What do you call a midget with down syndrome who shows up late for work?



A little tardy.
 
Sorry I'm late to the thread, there was a blackout on my street.

Took the police 3 hours to shoot him

Racist and topical.

giphy.gif
 
What does a white dude do if he catches his wife cheating?

Apologise
 
What's the difference between a boy scout and a jew?

A boy scout comes back from his camp.
 
This one is a good one you can use with your friends.

Ask them to rate sexual positions based on a scale of 1 to 10.

So start with something like missionary, they say something like "6.5/10" or whatever.

Then doggy? "8,5/10"

69? "7,5/10"

A blowjob? "9/10"

Then ask them; getting a BJ?
 
A black kid is baking a cake with his grandma. She asks him to pass her the flour and he accidentally spills it all over himself. Covered from head to toe, the kid starts laughing hysterically and says "hey grandma, look at me, look at me; I'm a white guy." The grandma slaps him and says, "go show your father what you just did."

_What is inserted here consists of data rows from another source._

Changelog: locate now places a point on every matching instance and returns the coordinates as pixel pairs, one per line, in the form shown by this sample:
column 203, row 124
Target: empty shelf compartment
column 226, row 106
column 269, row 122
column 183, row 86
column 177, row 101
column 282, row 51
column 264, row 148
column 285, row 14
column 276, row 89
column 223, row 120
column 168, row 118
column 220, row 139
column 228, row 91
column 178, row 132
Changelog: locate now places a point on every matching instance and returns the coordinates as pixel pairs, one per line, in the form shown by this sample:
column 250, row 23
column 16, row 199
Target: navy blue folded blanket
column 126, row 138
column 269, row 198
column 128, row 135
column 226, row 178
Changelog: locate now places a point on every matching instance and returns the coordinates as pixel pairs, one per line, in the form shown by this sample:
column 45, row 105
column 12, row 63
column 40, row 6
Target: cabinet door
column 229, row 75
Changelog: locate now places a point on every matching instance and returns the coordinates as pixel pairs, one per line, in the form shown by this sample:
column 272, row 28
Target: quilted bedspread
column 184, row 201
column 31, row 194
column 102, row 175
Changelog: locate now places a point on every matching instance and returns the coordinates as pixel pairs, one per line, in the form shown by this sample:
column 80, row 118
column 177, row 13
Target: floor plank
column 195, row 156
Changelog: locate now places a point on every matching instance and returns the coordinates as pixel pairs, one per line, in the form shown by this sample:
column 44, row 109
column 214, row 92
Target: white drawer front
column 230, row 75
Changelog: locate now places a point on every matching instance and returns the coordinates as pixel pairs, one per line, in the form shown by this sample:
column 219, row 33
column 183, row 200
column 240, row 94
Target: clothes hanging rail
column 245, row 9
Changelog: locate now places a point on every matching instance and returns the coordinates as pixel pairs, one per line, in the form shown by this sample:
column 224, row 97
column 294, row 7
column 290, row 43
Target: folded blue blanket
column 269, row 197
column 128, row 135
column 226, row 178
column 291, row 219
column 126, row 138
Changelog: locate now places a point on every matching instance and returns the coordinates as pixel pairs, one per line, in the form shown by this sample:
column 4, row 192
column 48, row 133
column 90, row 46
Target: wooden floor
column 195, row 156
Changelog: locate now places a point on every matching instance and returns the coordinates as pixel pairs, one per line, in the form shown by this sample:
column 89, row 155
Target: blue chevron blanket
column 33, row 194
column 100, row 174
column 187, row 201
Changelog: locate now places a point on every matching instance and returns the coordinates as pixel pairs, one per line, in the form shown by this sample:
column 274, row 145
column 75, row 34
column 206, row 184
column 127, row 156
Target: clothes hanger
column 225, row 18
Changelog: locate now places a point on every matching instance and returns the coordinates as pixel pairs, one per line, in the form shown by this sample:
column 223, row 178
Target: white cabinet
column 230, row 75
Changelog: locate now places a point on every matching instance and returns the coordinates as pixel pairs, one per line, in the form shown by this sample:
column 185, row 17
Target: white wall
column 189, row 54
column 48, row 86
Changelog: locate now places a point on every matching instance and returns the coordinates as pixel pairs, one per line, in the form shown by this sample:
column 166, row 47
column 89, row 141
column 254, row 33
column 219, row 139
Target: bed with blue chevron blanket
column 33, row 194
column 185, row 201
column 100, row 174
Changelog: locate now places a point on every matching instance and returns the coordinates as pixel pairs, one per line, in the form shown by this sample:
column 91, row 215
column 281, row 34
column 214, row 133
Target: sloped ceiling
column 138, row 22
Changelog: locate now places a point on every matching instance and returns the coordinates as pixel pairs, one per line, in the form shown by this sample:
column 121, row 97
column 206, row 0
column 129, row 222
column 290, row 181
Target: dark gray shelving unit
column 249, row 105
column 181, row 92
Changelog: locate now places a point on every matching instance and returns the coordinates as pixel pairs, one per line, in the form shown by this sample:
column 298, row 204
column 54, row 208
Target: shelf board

The kid, now a bit confused and apprehensive but still finding his situation funny goes up to his father and says; "hey dad, look at me, look at me, I'm a white guy." The father gets upset and smacks the kids and tells him to go show his mother what he just did.

Now the kid is totally confused and very apprehensive. He cautiously walks up to his mother and wearily says; "mom, look at me, i'm a white guy." The mom follows suit and smacks the kid and tells him to go clean himself up and the mess.

The kid walks into the kitchen and the grandma asks; "well, what did you learn?" The kid looks up at his grandma with a stern face and says...

" I've learned that i have only been white for 5 minutes and already distrust you people."
 
A man went to the doctor and said "every time I look in the mirror I get an erection"

The doctor replied "that's because you look like a cunt"

!!!!!!!!! Thanks. I will use this
 
Why are all Jewish men circumcised ?


Because their women won't look at anything that's not 10% off.